Learning to Validate the Predictions of Black Box Classifiers on Unseen Data


Machine Learning (ML) models are difficult to maintain in production settings. In particular, deviations of the unseen serving data (for which we want to compute predictions) from the source data (on which the model was trained) pose a central challenge, especially when model training and prediction are outsourced via cloud services. Errors or shifts in the serving data can negatively affect the predictive quality of a model, but are hard to detect, especially for non-ML experts such as software engineers operating ML deployments. We propose a simple approach to automate the validation of pretrained ML models by estimating the model’s predictive performance on unseen, unlabeled serving data. In contrast to existing work, we (i) do not require explicit distributional assumptions on the dataset shift between the source and serving data, (ii) do not require access to the ground truth labels for serving data, and (iii) do not force the user to define distance functions and thresholds between source and serving data.
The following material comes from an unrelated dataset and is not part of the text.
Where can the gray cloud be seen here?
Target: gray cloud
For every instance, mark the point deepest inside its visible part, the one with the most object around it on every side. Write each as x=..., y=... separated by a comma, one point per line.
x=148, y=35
Instead, a domain expert specifies typical cases of dataset shift and data errors that are observed in real world data. We use this information to learn a ‘performance predictor’ for a pretrained black~box model that automatically raises alarms when it detects performance drops on unseen, unlabeled serving data. We experimentally evaluate our approach on various datasets, models and error type, including cloud and AutoML use cases. We find that it reliably predicts the performance of black box models in the majority of cases, and outperforms several baselines in the performance prediction task, even in the presence of unspecified data errors.